Accordingly, nuclear energy is an important component of climate policy in many countries in order to achieve the goals of reducing greenhouse gas emissions. The major contribution of nuclear power plants to security of supply and their simple and easy integration into the power generation system, for example in place of emission-intensive coal-fired power plants, also plays a role here. These characteristics also have a positive impact on the economic efficiency of electricity supply as a whole and facilitate the transformation to a low-emission electricity supply.

A new development is the utilisation of waste heat from nuclear power plants for processes to remove CO2 directly from the atmosphere (Direct Air Capture). A pilot plant for DAC is currently being planned in connection with the Sizewell C nuclear power plant in the UK, which is about to start construction. If the pilot plant concept proves successful, an industrial-scale plant could be built to capture 1.5 million tonnes of CO2 per year from the atmosphere, which could either be stored permanently underground - for example in depleted natural gas fields - or used to produce synthetic methane gas or synfuel for aircraft, ships, large machines, trucks or cars. A nuclear power plant with a DAC plant that utilises the waste heat would be a CO2 sink. In principle, the technology could be applied to any nuclear power plant with a light water reactor, including existing plants. DAC thus represents the second easily scalable application for the waste heat from light water reactors alongside seawater desalination, which is characterised by a relatively low temperature level. In most applications of seawater desalination with nuclear energy, however, this is used exclusively or predominantly for the power plants' own requirements.

Nuclear power is best suited for the so-called deep decarbonisation of electricity generation, i.e. for achieving an average CO2 intensity of well below 100 grams per kilowatt hour for the entire electricity generation system. The figure above shows the result of a cost-optimising analysis for the entire electricity generation system as a function of a target value for CO2 intensity. The example was calculated for the ISO-New England power grid, but is transferable to comparable climate regions without large hydropower potential. The scenario shown is RN&S&LWR (gas power, photovoltaics, wind power, pumped storage and battery storage, nuclear power).

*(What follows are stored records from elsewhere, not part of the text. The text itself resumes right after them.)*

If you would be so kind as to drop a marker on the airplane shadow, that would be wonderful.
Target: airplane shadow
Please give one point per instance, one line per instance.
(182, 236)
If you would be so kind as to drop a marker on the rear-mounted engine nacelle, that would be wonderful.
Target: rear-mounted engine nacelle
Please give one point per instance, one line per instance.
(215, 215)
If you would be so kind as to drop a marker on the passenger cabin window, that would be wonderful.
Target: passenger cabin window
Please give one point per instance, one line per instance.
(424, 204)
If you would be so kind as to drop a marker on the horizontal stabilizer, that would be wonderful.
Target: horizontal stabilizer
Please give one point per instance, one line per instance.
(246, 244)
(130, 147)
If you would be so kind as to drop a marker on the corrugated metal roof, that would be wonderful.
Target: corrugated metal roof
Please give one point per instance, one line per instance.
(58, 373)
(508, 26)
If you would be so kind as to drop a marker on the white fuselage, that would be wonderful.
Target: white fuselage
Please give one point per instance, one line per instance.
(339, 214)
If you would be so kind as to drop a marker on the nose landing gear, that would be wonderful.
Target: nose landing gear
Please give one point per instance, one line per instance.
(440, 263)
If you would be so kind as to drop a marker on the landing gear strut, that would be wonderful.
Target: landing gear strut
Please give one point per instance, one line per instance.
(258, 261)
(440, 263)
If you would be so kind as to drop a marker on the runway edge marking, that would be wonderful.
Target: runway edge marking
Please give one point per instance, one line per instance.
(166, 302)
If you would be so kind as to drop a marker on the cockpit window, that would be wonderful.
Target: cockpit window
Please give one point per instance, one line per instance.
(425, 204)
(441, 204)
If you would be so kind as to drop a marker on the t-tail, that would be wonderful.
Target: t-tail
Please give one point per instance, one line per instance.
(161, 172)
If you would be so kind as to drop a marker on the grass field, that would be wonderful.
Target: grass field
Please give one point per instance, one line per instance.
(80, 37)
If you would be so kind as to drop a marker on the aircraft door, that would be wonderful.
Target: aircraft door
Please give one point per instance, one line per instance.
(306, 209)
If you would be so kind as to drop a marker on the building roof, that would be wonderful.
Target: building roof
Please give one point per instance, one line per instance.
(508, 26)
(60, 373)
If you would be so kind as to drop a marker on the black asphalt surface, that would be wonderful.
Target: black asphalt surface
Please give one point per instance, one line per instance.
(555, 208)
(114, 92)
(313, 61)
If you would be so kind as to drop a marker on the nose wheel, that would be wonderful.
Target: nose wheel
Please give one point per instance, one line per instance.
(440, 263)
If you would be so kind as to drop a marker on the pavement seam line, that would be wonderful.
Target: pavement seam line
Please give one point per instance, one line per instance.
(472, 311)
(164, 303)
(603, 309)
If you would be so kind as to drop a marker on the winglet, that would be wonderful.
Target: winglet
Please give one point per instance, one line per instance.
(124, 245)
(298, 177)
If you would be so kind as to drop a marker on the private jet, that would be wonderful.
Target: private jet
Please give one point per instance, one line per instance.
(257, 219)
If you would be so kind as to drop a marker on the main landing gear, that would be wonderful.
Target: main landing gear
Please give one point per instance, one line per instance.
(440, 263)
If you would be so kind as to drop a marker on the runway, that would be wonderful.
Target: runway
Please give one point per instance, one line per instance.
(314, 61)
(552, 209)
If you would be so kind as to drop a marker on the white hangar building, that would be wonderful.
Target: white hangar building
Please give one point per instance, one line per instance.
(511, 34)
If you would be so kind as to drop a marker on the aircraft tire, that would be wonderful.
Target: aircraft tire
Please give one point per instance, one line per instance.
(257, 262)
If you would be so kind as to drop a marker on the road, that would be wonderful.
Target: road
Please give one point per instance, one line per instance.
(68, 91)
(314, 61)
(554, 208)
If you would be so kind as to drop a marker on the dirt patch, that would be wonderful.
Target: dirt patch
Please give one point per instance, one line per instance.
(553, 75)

The Futures énergétiques 2050 (2021) report by the French electricity grid operator RTE looks at the situation from a different perspective: it examines the scenario of phasing out nuclear energy in France by 2035. In terms of CO2 intensity, the result is that CO2 emissions will increase by 56 million tonnes of CO2 per year even with a strong expansion of renewable energies. This would correspond to an increase in CO2 intensity of around 100 g/kWh from approx. 50 g/kWh to 150 g/kWh.

In the German case, too, there are indications from practice that a deep decarbonisation of electricity generation cannot be achieved with renewable energies alone. For example, even with a very high share of renewable energies in daytime electricity generation of around 80 per cent, as can often be observed in summer, and despite electricity imports, the CO2 intensity fluctuates between 200 and 300 g/kWh.